Mormon theology teaches that the United States is a unique place and that Mormons are God's chosen people, selected for a singular destiny. The Book of Mormon alludes to the United States as being the Biblical promised land, with the Constitution of the United States being divinely inspired, and argues that America is an exceptional nation.

In Upstate New York in 1823, Joseph Smith claimed to have had a vision in which the Angel Moroni told him about engraved golden plates buried in a nearby hill. According to Smith, he received subsequent instruction from Moroni and, four years later, excavated the plates and translated them from "reformed Egyptian" into English; the resultant Book of Mormon—so called after an ancient American prophet who, according to Smith, had compiled the text recorded on the golden plates—recounts the history of a tribe of Israelites, led by the prophet Lehi, who migrated from Jerusalem to the Americas in the 7th century BCE. In Mormonism, these Israelite tribes who migrated to the Americas centuries before the birth of Jesus Christ are considered to be among the ancestors of pre-Columbian Native Americans.

Joseph Smith argued that the millennial New Jerusalem was to be built in America (10th Article of Faith). In the Doctrine and Covenants, Smith records God as saying "it is not right that any man should be in bondage one to another. And for this purpose have I established the Constitution of this land, by the hands of wise men whom I raised up unto this very purpose, and redeemed the land by the shedding of blood" (D&C 101:79–80). To Mormons, this places America as the originator of religious liberty and freedom, while noting a need to expand these American values worldwide.
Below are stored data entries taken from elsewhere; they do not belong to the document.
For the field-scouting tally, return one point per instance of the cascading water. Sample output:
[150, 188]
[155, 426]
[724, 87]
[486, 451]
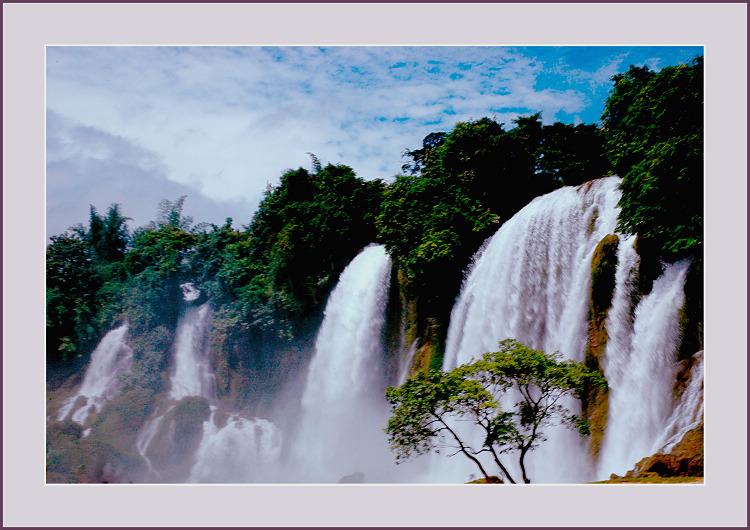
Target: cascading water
[111, 358]
[241, 449]
[192, 374]
[531, 282]
[689, 412]
[343, 408]
[640, 367]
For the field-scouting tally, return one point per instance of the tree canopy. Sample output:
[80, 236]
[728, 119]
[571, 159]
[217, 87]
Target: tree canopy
[654, 127]
[511, 397]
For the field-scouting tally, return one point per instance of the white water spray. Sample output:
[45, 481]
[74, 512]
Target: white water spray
[192, 375]
[343, 407]
[111, 358]
[531, 283]
[689, 412]
[241, 450]
[640, 366]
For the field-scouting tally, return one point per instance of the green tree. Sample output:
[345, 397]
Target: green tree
[654, 126]
[428, 406]
[72, 284]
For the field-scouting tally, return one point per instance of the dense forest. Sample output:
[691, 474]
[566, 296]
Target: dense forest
[267, 281]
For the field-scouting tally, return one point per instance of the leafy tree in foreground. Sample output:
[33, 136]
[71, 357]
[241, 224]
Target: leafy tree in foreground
[429, 407]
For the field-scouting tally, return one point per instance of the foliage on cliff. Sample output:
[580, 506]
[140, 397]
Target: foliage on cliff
[462, 185]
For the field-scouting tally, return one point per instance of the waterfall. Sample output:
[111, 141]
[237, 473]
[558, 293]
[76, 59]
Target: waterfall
[531, 282]
[640, 367]
[343, 407]
[111, 358]
[192, 375]
[240, 450]
[689, 412]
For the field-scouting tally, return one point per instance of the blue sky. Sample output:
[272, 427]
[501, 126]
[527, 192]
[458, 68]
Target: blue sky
[135, 125]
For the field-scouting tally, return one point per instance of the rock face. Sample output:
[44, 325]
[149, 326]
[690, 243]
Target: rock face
[685, 460]
[603, 267]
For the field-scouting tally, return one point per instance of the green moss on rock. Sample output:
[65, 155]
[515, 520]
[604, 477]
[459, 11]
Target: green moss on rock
[595, 402]
[603, 266]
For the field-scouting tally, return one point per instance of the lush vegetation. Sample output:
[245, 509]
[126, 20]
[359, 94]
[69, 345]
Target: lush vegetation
[459, 187]
[654, 126]
[428, 407]
[269, 278]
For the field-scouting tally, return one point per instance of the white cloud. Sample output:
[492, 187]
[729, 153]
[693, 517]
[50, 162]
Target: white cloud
[226, 121]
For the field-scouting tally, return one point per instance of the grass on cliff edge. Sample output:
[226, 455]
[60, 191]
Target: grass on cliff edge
[631, 480]
[652, 480]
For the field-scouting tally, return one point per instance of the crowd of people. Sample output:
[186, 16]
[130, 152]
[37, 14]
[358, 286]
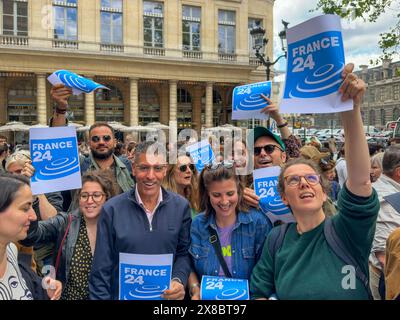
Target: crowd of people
[133, 201]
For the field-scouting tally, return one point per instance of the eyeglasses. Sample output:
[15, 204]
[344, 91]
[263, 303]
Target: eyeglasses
[184, 167]
[145, 169]
[226, 164]
[96, 196]
[106, 138]
[294, 180]
[268, 148]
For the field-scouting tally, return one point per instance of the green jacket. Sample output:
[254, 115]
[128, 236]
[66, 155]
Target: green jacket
[306, 268]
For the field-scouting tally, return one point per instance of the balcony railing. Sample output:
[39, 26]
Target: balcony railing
[65, 44]
[14, 40]
[192, 54]
[154, 51]
[226, 57]
[112, 47]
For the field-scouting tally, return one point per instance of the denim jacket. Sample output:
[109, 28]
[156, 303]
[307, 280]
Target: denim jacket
[248, 236]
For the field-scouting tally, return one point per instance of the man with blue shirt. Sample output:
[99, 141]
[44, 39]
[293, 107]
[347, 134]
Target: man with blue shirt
[145, 220]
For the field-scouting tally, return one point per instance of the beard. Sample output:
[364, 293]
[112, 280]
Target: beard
[103, 155]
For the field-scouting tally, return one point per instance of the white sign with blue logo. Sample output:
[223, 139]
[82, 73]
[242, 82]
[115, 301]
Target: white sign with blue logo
[72, 80]
[144, 276]
[247, 101]
[54, 153]
[314, 67]
[201, 154]
[220, 288]
[266, 187]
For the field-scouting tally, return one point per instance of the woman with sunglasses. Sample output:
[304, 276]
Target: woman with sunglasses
[306, 264]
[240, 231]
[75, 234]
[182, 178]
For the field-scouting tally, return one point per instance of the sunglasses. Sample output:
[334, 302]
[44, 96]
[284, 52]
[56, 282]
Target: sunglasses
[106, 138]
[294, 180]
[96, 196]
[226, 164]
[184, 167]
[268, 148]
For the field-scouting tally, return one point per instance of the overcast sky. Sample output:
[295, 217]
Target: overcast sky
[360, 38]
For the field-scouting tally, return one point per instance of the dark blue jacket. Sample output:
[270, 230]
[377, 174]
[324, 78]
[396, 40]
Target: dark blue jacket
[123, 227]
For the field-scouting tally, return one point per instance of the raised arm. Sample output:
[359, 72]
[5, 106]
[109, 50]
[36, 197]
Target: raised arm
[356, 148]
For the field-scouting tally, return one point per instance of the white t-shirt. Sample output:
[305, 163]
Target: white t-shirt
[12, 285]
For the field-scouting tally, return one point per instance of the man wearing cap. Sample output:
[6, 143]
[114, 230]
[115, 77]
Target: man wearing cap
[270, 149]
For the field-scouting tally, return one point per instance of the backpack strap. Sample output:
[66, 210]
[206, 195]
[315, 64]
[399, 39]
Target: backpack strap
[337, 246]
[277, 235]
[62, 243]
[214, 240]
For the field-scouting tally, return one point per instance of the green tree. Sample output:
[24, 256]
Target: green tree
[368, 10]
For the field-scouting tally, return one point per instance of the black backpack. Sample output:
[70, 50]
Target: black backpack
[278, 235]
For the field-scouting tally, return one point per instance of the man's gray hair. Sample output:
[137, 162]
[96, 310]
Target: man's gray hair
[391, 160]
[149, 148]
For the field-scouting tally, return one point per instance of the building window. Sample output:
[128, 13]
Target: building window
[111, 21]
[191, 18]
[149, 107]
[396, 92]
[252, 23]
[396, 114]
[383, 117]
[372, 117]
[153, 22]
[15, 17]
[226, 31]
[65, 20]
[109, 104]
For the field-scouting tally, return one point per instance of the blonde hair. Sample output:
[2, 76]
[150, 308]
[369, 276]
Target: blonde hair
[20, 156]
[169, 183]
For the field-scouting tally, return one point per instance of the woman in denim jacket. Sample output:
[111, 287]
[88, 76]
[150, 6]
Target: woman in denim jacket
[241, 231]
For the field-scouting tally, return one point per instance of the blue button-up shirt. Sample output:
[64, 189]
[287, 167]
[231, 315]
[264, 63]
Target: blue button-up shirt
[248, 238]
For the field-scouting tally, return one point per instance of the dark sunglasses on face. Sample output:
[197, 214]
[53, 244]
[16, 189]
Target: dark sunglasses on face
[106, 138]
[184, 167]
[294, 180]
[268, 148]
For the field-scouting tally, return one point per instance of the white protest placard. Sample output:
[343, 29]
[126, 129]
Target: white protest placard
[247, 101]
[314, 66]
[266, 187]
[144, 276]
[201, 154]
[72, 80]
[220, 288]
[54, 153]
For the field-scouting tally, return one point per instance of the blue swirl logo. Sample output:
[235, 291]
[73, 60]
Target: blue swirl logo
[252, 102]
[149, 292]
[58, 169]
[73, 80]
[274, 205]
[323, 81]
[231, 294]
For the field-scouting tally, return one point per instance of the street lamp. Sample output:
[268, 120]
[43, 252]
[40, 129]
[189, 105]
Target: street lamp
[257, 33]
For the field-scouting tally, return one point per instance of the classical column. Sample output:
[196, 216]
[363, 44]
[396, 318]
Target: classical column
[134, 103]
[196, 109]
[209, 105]
[3, 104]
[89, 108]
[173, 107]
[41, 101]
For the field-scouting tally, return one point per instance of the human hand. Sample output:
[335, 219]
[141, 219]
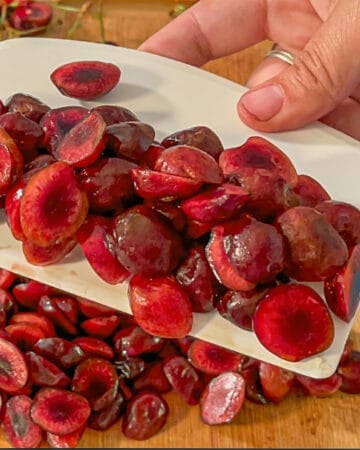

Although officially shunned by the LDS Church, fundamentalist Mormons believe in the White Horse Prophecy, which argues that Mormons will be called upon to preserve the Constitution as it hangs "by a thread".

===Ordinances===

In Mormonism, an ordinance is a religious ritual of special significance, often involving the formation of a covenant with God. Ordinances are performed by the authority of the priesthood and in the name of Jesus Christ. The term has a meaning roughly similar to the term sacrament in other Christian denominations.

Saving ordinances (or ordinances viewed as necessary for salvation) include: baptism by immersion after the age of accountability (normally age 8); confirmation and reception of the gift of the Holy Ghost, performed by laying hands on the head of a newly baptized member; ordination to the Aaronic and Melchizedek priesthoods for males; an endowment (including washing and anointing) received in temples; and marriage (or sealing) to a spouse.

Mormons also perform other ordinances, which include the Lord's Supper (commonly called the sacrament), naming and blessing children, giving priesthood blessings and patriarchal blessings, anointing and blessing the sick, participating in prayer circles, and setting apart individuals who are called to church positions.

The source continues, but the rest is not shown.